Veracyte Inc.

06/11/2026 | Press release | Distributed by Public on 06/11/2026 14:33

Proxy Results, Management Change/Compensation (Form 8-K)

Item 5.02. Departure of Directors or Certain Officers; Election of Directors; Appointment of Certain Officers; Compensatory Arrangements of Certain Officers.
As further described in Item 5.07 to this Current Report on Form 8-K (this "Report"), on June 10, 2026, at the 2026 Annual Meeting of Stockholders (the "Annual Meeting") of Veracyte, Inc. (the "Company"), the Company's stockholders approved an amendment to the Company's 2023 Equity Incentive Plan (the "2023 Plan") to increase the number of shares of the Company's Common Stock, $0.001 par value, reserved for issuance under the 2023 Plan by 3,500,000 shares (the "2023 Plan Amendment"). The 2023 Plan Amendment had been approved, subject to stockholder approval, by the Company's Board of Directors on April 8, 2026.
A more complete description of the 2023 Plan Amendment can be found in "Proposal No. 4 - Approval of Amendment to Veracyte, Inc. 2023 Equity Incentive Plan" in the Company's definitive proxy statement on Schedule 14A filed with the Securities and Exchange Commission on April 22, 2026 (the "Proxy Statement"), which description is incorporated by reference herein. The foregoing description and the description incorporated by reference from the Proxy Statement are qualified in their entirety by reference to the 2023 Plan, as amended, a copy of which is filed as Exhibit 10.1 to this Report and is incorporated herein by reference.
Item 5.07. Submission of Matters to a Vote of Security Holders.
The stockholders of the Company voted on the following proposals at the Annual Meeting. The results of such votes are as follows:
1. The following directors were nominated to serve until the 2027 annual meeting of stockholders or until their successors are duly elected and qualified:
For Against Abstain Broker Non-Votes
Eliav Barr 73,049,803 80,948 38,459 2,700,490
Muna Bhanji 71,859,549 1,158,339 151,322 2,700,490
Karin Eastham 70,956,821 2,173,874 38,515 2,700,490
Robert S. Epstein 67,973,349 5,078,388 117,473 2,700,490
Jens Holstein 72,977,470 152,302 39,438 2,700,490
Evan Jones 70,657,221 2,462,244 49,745 2,700,490
Tom Miller 72,957,793 172,925 38,492 2,700,490
Brent Shafer 73,028,595 102,213 38,402 2,700,490
Marc Stapley 72,204,529 924,760 39,921 2,700,490
Each of the nine nominees for director was elected to serve until the 2027 annual meeting of stockholders and until their successors are duly elected and qualified.
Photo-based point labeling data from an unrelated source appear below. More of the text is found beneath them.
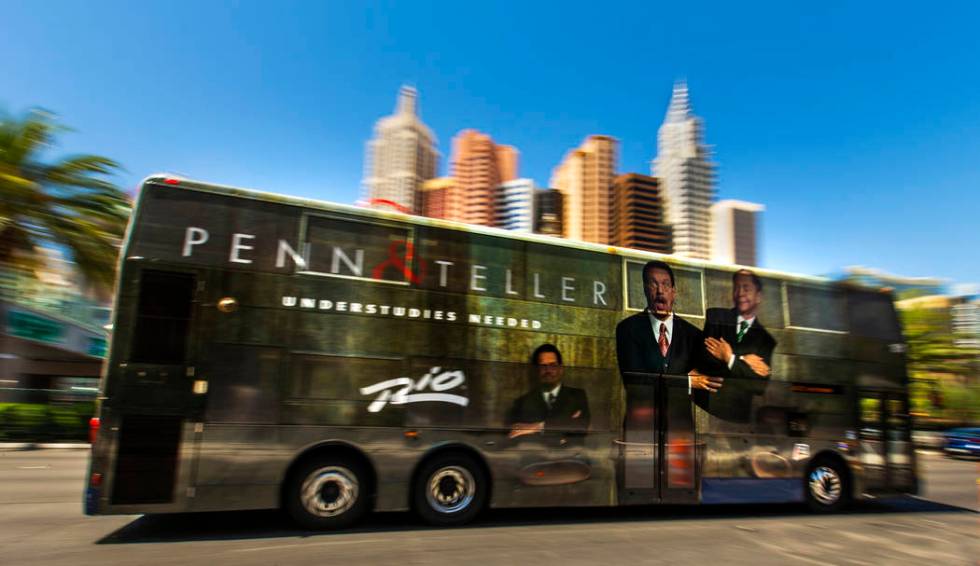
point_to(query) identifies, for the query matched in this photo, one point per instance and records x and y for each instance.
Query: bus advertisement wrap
(442, 367)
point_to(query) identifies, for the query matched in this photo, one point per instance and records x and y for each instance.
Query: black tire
(327, 493)
(450, 489)
(828, 486)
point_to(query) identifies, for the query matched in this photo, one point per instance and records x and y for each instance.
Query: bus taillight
(93, 429)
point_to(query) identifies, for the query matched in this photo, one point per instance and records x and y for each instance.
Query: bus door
(886, 447)
(157, 396)
(658, 449)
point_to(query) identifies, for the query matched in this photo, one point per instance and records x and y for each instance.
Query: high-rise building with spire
(401, 156)
(687, 176)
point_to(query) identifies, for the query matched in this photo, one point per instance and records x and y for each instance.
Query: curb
(43, 446)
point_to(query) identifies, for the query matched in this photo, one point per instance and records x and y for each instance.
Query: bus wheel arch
(329, 485)
(828, 483)
(457, 465)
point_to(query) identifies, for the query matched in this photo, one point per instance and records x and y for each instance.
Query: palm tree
(67, 203)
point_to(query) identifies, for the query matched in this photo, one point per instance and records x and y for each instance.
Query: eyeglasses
(653, 285)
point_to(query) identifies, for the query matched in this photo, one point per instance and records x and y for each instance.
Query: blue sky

2. The ratification of the appointment of Ernst & Young LLP as the Company's independent registered public accounting firm for 2026:
For Against Abstain
75,452,164 379,788 37,748
The stockholders ratified the appointment of Ernst & Young LLP as the Company's independent registered public accounting firm for the fiscal year ending December 31, 2026.
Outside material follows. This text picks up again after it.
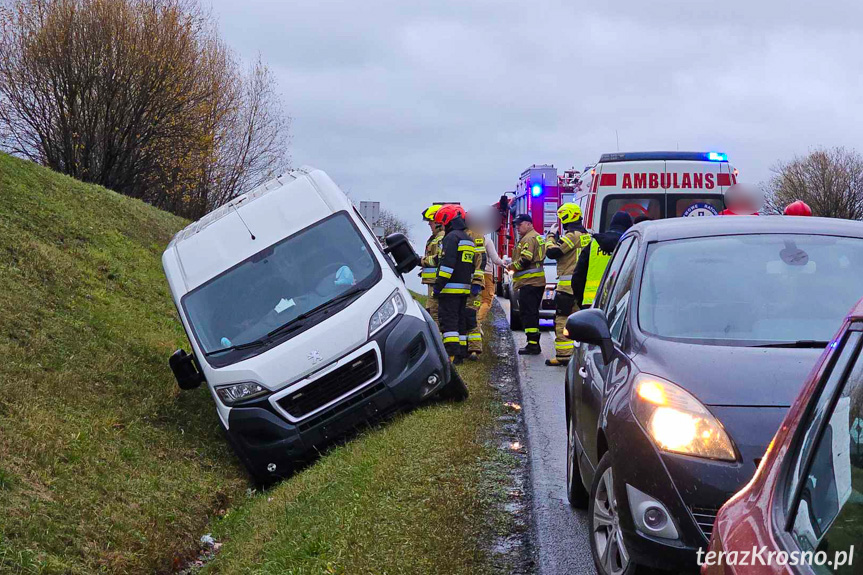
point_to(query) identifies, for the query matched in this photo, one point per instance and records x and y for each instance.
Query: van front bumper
(271, 446)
3. The approval, on a non-binding advisory basis, of the compensation of the Company's named executive officers:
For Against Abstain Broker Non-Votes
71,266,771 1,858,805 43,634 2,700,490
The stockholders approved, on a non-binding advisory basis, the compensation of the Company's named executive officers.
4. The approval of the 2023 Plan Amendment:
For Against Abstain Broker Non-Votes
52,059,077 21,060,296 49,837 2,700,490
The stockholders approved the 2023 Plan Amendment.